Fin dal febbraio passato promossi qua presso il Governo le cose di Toscana. Consigliai chiamassero di costà persona per informazioni: chiamarono Ridolfi, e al tempo stesso chiamarono anco me; nel punto di partire il Corsi mi avvisa venire col Ridolfi. - Aspettai a Genova nel concetto che, passando, mi avrebbero cercato, e così insieme andati a Torino.

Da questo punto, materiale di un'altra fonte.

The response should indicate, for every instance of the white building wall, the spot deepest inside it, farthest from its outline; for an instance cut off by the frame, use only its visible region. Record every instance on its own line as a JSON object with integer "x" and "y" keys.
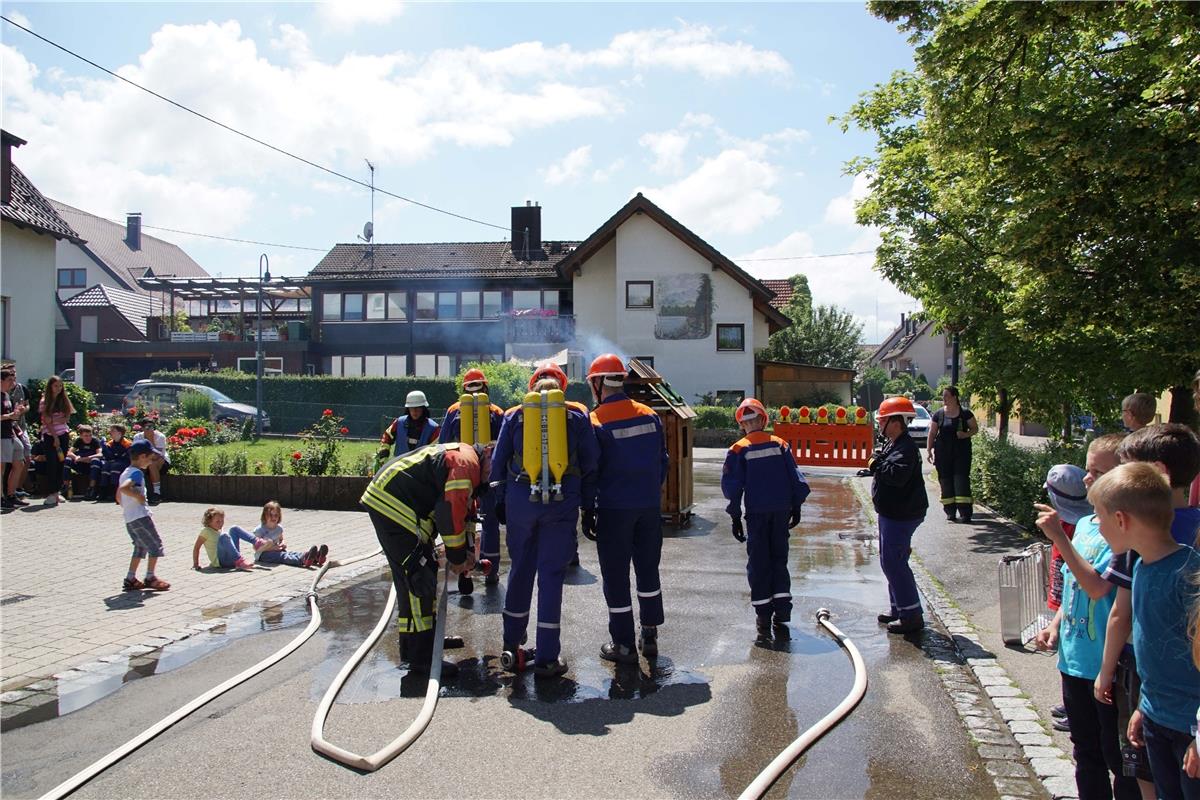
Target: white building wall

Vennero; non mi cercarono; Corsi mi scrisse di Torino perchè andassi; ma spedì la lettera al suo nipote Caprile qui in Genova, che la tenne 3 giorni senza consegnarmela; mentre mi disponeva andare mi vedo comparire il Corsi: parlammo insieme: predicò concordia; (questi signori l'hanno sempre su le labbra); averla anco raccomandata il signor Cavour.
Per me ogni sacrifizio par facile per lo amore della patria: quanto a offese non se ne parlasse più: circa a politica avrei appoggiato quanto proponeva. Se scrivendo, poterlo fare di qui; se con la presenza in Toscana, ricordasse, che non mi permetteva la disastrosa fortuna tenere due case, una qui, una costà; e il traslocarmi con le mie robe troppo spendioso.
Partiva: dopo un mese scrive il Corsi: non avere potuto incominciare la pratica dell'accordo; poi zitto: dopo altri 40 giorni mi dà notizia dello avvenuto a Firenze e mi conforta, se amo il paese, a durare in esilio: - Così mi scrissero altri, e così scrisse il Bon - Compagni al cavaliere Carlevaris, mio amico trentenne. Subito dopo l'oltraggio dell'amnistia. Io vidi allora le arti della fazione aristocratica, che arrolò Corsi, Malenchini, ed altri per tentare il terreno, e per gratificarsi il popolo, e governare tiranna; e così fu, e così è.